DunsPlayFest is many things but above all it is a festival of new drama. With its origins in two, Hawick-based, writing workshops (“Page to Stage” run by Ellie Zeegan and Janet Coulson, and the Playwrights Studio Scotland programme run by Jules Horne), DunsPlayFest began life as a means to get some of the work produced in those workshops on stage and out there. Since that first incarnation in 2019 the festival, still sticking to its format of nine days at the beginning of May, has grown in ambition and scope, added more music, film, poetry, dance and comedy, but has always retained its emphasis on the just-written play. Ultimately, new writing is what we’re about.
In 2024 the line-up included five plays written by stalwarts of our mother company, Duns Players, and although our ambition is limitless with regard to attracting the very best new drama from anywhere in the world, we will never lose our community-theatre element.
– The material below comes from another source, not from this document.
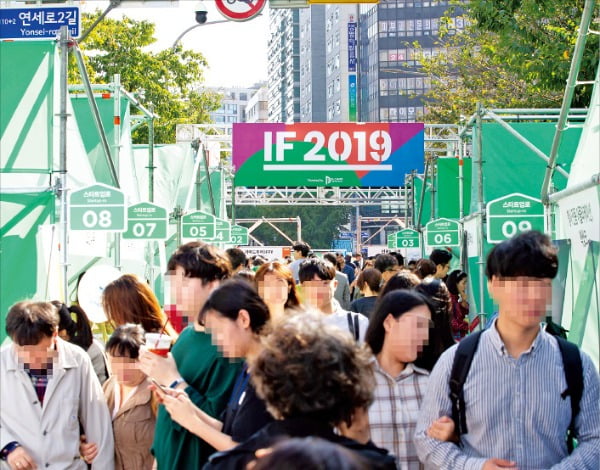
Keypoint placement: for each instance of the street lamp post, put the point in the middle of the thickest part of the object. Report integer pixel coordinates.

We believe that theatre is the best way we have to consider together the business of life, and so it is essential that our Duns-based festival includes writing by Duns-based playwrights. It is, of course, thrilling to see the emerging playwrights of Duns rise to the challenge, take their courage in both hands and get their work finished and ready to be presented on stage. It is also gratifying to consider that somewhere like Duns, (little known beyond Berwickshire, with no theatre and a population under 3,000) could hardly be expected to nurture five performable playwrights in one year were it not for DunsPlayFest. And all the plays might have a life beyond the festival.
That has certainly proved to be the case with some of the professional companies bringing work to Duns. All the leading theatre-makers in the Scottish Borders have been represented at the festival and all know that we will be delighted to show-case their work at whatever stage of development it finds itself. Thus, Clare Prenton’s deeply delightful Men Don’t Talk had a rehearsed reading with us in 2022; in 2024 it went on a hugely successful national tour. In 2024 both John Nichol and Firebrand tried out works – El Duglas and A Room of One’s Own respectively – for the first time at Duns. Both shows went on to tour and develop and in 2025 El Duglas will be back in Duns, refined and enhanced and seasoned.
We love and respect the process, and want to give space to work at every stage of development, from first read-through onwards. It proved particularly interesting, for example, when Jane Houston-Green (well-known Borders actor, director and film-maker) presented her version of the Wilson’s Tale, The Apparition of Flodden, as a performance with theatrical effect and actors seeing the script for the first time.
As the festival has developed and standards have inevitably risen, we have realized that the main show of the day, usually at 7.30 in the evening, must be properly rehearsed and professionally presented, but earlier and later than that, anything goes.
This means that script-in-hand performances, radio plays, rehearsed readings, student productions, experimental work and work which can only go on “after the watershed”, are scattered around the schedule, normally at either about six o’clock or nine o’clock, either on the main or the cabaret stage or, from 2025 onwards, at our new venue, the wonderful gallery space, No 31 just up the road in Newtown Street.
Speaking of student productions, we have recently formed an alliance with the theatre schools of Edinburgh and are delighted that graduates of Napier, Queen Margaret and Edinburgh College now have us in mind when forming their companies, looking to perform. In linking up with such as Shark Bait, whose play The Rejects was a highlight of DPF ’24, we have been greatly helped by Live Borders who also strive to attract touring companies to the Borders.
The great playwright, Rona Munro, who ran a workshop for Berwickshire High School students at the very first DunsPlayFest, always emphasises the necessity for a playwright to re-write. Drama is dynamic, ever-shifting, unpindownable. Blink and you’ve missed it. When the Volunteer Hall, where we are based, is emptied after the festival, the marvellous decoration removed, the staging and all the electrical equipment packed away, it can feel like it was all a dream, the 75 performances, the music and laughter, the conviviality and joy. And, indeed, it was a dream; but it was a dream in which we all shared.
Theatre is like that, fleeting, evanescent – but, at the same time, capable through its magic of transforming an existence, forever. We believe that theatre matters and new theatre - just-forged and ready, quivering, nerve-wracked, brave, alert, urgent, wrestling with reality, beautiful – matters tremendously. Through its presentation of just-written drama, DunsPlayFest (never not ambitious) hopes to change, indeed to save, lives.